Ketika kami datang, wajah-wajah mereka sumringah karena terhibur melihat murid-murid Paud mengunjungi mereka. Anak-anak memberikan hiburan dengan menari, suasana saat itu membuat para jompo ikut terbawa riang, ada yang bertepuk tangan bahkan ada juga yang ikut menari bersama anak-anak. Terlihat interaksi antara mereka, dan saat itulah kesempatan bagi para guru mengarahkan anak-anak cara bersikap kepada orang tua.

Mulailah timbul rasa empati murid-murid dengan sikap yang mereka tunjukkan saat itu.  Anak-anak menganggap para orang tua jompo itu seperti nenek atau kakek mereka, begitu juga sebaliknya, para jompo menganggap murid-murid Paud ini seperti cucu-cucu mereka.  sehingga terbangun perasaan yang bertaut satu sama lain.

Selain itu, penanaman rasa empati pada anak-anak usia dini untuk kaum disabilitas, saya membuat buku-buku cerita yang terkait. Guru-guru akan membacakan buku-buku cerita itu kepada para siswa.
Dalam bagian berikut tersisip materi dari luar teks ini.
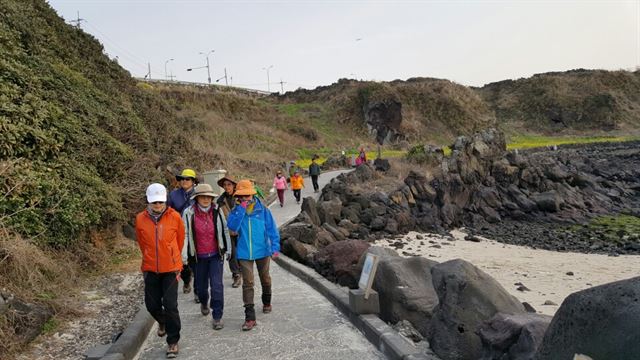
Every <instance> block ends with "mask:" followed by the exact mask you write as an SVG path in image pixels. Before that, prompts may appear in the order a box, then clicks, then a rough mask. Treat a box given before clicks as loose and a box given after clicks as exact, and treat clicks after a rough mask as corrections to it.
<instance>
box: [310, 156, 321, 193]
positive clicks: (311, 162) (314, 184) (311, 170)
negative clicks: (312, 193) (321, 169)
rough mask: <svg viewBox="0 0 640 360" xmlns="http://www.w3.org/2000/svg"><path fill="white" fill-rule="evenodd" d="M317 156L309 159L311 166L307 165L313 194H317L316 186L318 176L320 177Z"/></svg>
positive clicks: (318, 190) (316, 189)
mask: <svg viewBox="0 0 640 360" xmlns="http://www.w3.org/2000/svg"><path fill="white" fill-rule="evenodd" d="M316 160H318V156H317V155H314V156H313V158H312V159H311V165H309V175H310V176H311V182H312V183H313V192H318V191H319V190H320V186H319V185H318V176H320V165H318V163H317V162H316Z"/></svg>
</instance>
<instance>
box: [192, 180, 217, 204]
mask: <svg viewBox="0 0 640 360" xmlns="http://www.w3.org/2000/svg"><path fill="white" fill-rule="evenodd" d="M198 196H211V197H216V196H218V194H216V193H214V192H213V188H211V185H209V184H198V185H197V186H196V188H195V190H194V191H193V195H191V200H193V199H195V198H197V197H198Z"/></svg>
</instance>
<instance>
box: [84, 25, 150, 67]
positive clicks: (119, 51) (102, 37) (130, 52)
mask: <svg viewBox="0 0 640 360" xmlns="http://www.w3.org/2000/svg"><path fill="white" fill-rule="evenodd" d="M85 22H86V23H87V25H89V27H90V28H91V29H92V30H93V31H95V32H96V33H98V34H99V35H100V36H101V38H102V40H103V41H104V42H105V43H108V44H109V45H110V46H111V47H112V48H114V49H115V50H116V51H118V52H120V55H122V57H123V58H125V59H127V60H129V61H130V62H132V63H133V64H134V65H136V66H137V68H138V69H140V70H143V69H144V71H145V73H146V72H147V69H148V63H147V62H146V61H145V60H144V59H142V58H141V57H139V56H137V55H135V54H134V53H132V52H130V51H128V50H127V49H125V48H124V47H122V46H119V45H118V44H117V43H116V42H115V41H114V40H113V39H111V38H110V37H109V36H107V35H106V34H105V33H104V32H102V31H100V29H98V27H97V26H95V25H94V24H93V23H91V22H89V21H88V20H85ZM153 71H154V72H156V73H162V72H161V71H159V70H158V69H157V68H155V67H154V68H153Z"/></svg>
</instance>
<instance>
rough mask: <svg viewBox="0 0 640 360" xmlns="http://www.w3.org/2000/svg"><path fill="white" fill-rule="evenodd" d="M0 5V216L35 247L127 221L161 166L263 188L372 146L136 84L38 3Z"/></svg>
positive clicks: (336, 136)
mask: <svg viewBox="0 0 640 360" xmlns="http://www.w3.org/2000/svg"><path fill="white" fill-rule="evenodd" d="M0 7H1V9H2V11H1V12H0V19H1V21H0V45H1V48H2V57H0V129H2V131H0V174H2V178H1V183H2V188H3V194H2V195H3V197H2V198H0V219H2V225H3V226H6V227H7V228H9V229H11V230H12V231H14V232H16V233H18V234H20V235H22V236H24V237H26V238H30V239H33V240H35V241H36V242H37V243H39V244H41V245H45V246H54V247H66V246H69V245H72V244H74V242H77V241H83V239H86V238H87V236H86V235H87V233H88V232H90V231H93V230H100V229H104V228H106V227H107V226H109V225H110V224H113V223H117V222H122V221H127V220H130V219H131V216H132V214H133V213H134V212H136V211H138V210H139V209H140V208H141V207H142V206H143V194H144V188H145V186H146V185H148V184H149V182H152V181H161V182H165V183H168V181H167V179H166V178H167V171H166V169H172V170H178V169H180V168H182V167H185V166H189V167H193V168H195V169H196V170H197V171H198V172H201V171H204V170H209V169H214V168H226V169H228V170H229V171H230V173H231V174H233V175H234V176H249V177H252V178H254V179H256V181H258V182H259V183H261V184H263V185H267V184H268V183H269V182H270V180H271V179H272V176H273V173H274V172H275V170H276V168H278V167H280V166H282V165H283V164H284V163H285V162H286V161H287V160H289V159H294V158H297V157H298V156H299V154H301V153H311V152H313V151H315V150H318V149H329V148H330V149H336V148H342V147H353V148H355V147H357V146H358V145H360V144H361V143H363V142H364V143H366V142H367V136H366V134H365V133H364V132H361V131H360V130H361V129H359V128H353V127H344V126H342V125H341V124H340V122H338V121H336V120H335V118H334V117H332V114H331V113H327V112H326V111H324V110H322V109H316V108H314V107H307V106H300V107H298V108H297V109H295V111H292V110H291V109H287V108H286V107H282V106H280V105H279V104H273V103H271V102H269V101H264V100H259V99H255V98H251V97H248V96H246V95H241V94H236V93H234V92H233V91H223V90H221V89H220V88H216V89H213V88H194V87H181V86H168V85H151V84H147V83H138V82H137V81H136V80H135V79H133V78H131V76H130V74H129V73H128V72H127V71H125V70H124V69H122V68H121V67H120V66H119V65H118V64H117V63H116V62H115V61H112V60H110V59H109V58H108V57H107V56H106V55H105V53H104V48H103V47H102V45H101V44H100V43H99V42H98V41H96V39H95V38H93V37H92V36H91V35H89V34H87V33H85V32H84V31H82V30H80V29H77V28H74V27H72V26H69V25H68V24H65V22H64V21H63V19H61V18H60V17H59V16H58V15H57V14H56V13H55V11H53V10H52V9H51V8H50V6H49V5H47V4H46V3H45V2H44V1H39V0H28V1H8V0H2V2H1V3H0ZM25 204H26V205H25Z"/></svg>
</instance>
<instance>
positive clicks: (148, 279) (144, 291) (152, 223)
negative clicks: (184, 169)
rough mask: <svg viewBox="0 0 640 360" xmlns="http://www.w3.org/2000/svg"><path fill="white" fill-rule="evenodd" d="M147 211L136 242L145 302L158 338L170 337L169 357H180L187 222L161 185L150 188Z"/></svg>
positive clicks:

Sehingga anak-anak bisa membayangkan dan merasakan bagaimana kalau tubuh mereka lahir tidak sempurna. Beranjak dari hal itu, kami mengingatkan anak-anak untuk selalu bersyukur dengan kondisi tubuh mereka yang sempurna serta menimbulkan rasa simpati kepada orang-orang yang tidak sempurna secara fisik.

Kegiatan yang disajikan ini menjadi pembelajaran yang terintegrasi didalamnya. Anak-anak belajar tentang rasa empati, sopan santun, ketuhanan, kemudian belajar mengenal fungsi anggota tubuh serta cara merawatnya dan hal-hal yang terkait dengan pembentukkan karakter mereka. Harapan kita dengan pembelajaran ini, anak-anak bisa memahami bahwa kelemahan atau kekurangan secara fisik maupun mental bukan hal yang harus di kucilkan terlebih diintimidasi, tetapi di hormati dan diayomi, sebagai bekal pemahaman mereka kelak.